Monday, April 23, 2018
“I am astonished that you are so quickly deserting the one who called you by the grace of Christ and are turning to a different gospel– which is really no gospel at all. Evidently some people are throwing you into confusion and are trying to pervert the gospel of Christ. But even if we or an angel from heaven should preach a gospel other than the one we preached to you, let him be eternally condemned! As we have already said, so now I say again: If anybody is preaching to you a gospel other than what you accepted, let him be eternally condemned!” Galatians 1:6-9 (NIV)
Sometimes students of the Bible will take a passage and paint a wider swath, or one that is narrower than the writer meant. Galatians 1:6-9 is one example. The expression “another” or “different gospel” has been stretched to include anything which the recipients have never heard or done before. In the late nineteenth and early twentieth centuries pulpits charged that women wishing to vote were teaching another gospel. Members, especially preachers who fought in WWI were charged with practicing “another gospel.” Church secretaries, youth ministers, church suppers, and such were considered by some to be “another gospel.” A few years ago, a Baptist friend complained to me that if her church introduced drums, guitars, and such to their piano and organ music, she would attend somewhere else. In her mind her church would be following “another gospel” with the introduction of those additions. The charge has also been made against those who refuse to practice what some believe is the gospel.
It is true that applying that warning by Paul to other things may be allowed if those things are actually “another gospel.” The only problem, Paul did not make that application. Therefore, we should be careful and not go beyond what is written (1 Corinthians 4:6 NIV). Paul refers to Judaizing saints who continued to demand that Gentiles must be circumcised if they wanted to be genuine Christians (Acts 15:1,6). Peter was affected by this belief and fear drove him to withdraw from Gentile brethren when some from James traveled to his locale (Galatians 2:11-16). Yet, neither Paul, the other apostles, prophets, nor language speakers condemned Christian Jews for keeping their religious customs (Galatians 2:14 NIV; Acts 21:18-26). An application could be made as a warning to those Christians who charge those brethren they disagree with, as not being “real” Christians!

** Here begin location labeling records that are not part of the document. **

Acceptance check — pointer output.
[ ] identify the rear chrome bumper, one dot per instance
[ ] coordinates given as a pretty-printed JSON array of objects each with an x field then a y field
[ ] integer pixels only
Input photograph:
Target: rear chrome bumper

In the first century, God added racists to the saved (Acts 11:1-3). He added a couple that would lie to the Holy Spirit (Acts 5:1-10). He added those who continued to harbor their Pharisee beliefs (Acts 15:1, 6). We are added to the saved and are newborns. We still have prejudices, misconceptions, misunderstandings, errors, shortcomings and/or sins, jealousies, incorrect attitudes, and the like which need a lot of work in changing on our part. Try as we might, we will never rid ourselves of that which keeps us imperfect and always in need of Jesus’ blood and the Father’s grace!

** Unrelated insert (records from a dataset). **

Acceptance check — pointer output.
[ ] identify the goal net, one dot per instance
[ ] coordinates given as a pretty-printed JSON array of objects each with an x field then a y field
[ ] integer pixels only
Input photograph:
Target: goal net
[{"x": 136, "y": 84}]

Jewish Christians thought Gentiles were irresponsible and continued to be unholy without circumcision. All they wanted to do was correct and circumcise them, so they could go to heaven as they were! They wanted to bind circumcision on the Gentiles, so they could be saved. Isn’t that a “good” thing? Paul condemned it as “another” and/or a “different gospel.”

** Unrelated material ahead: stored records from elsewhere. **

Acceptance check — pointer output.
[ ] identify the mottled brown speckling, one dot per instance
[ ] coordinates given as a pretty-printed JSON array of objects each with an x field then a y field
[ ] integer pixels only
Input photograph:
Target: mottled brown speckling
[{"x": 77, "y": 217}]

If our objections to a brother is based upon our comfort zone, we need to be careful. If we base our practices upon what we have always done, we need to be cautious. We may be guilty of doing what Paul was condemning in Galatians 1:6-9 which he illustrated in 2:11-16 and continued to cover in 5:1ff!
How many of us would label another congregation today with preaching “another gospel” it they were like Corinth, Sardis, Ephesus, or even Jerusalem?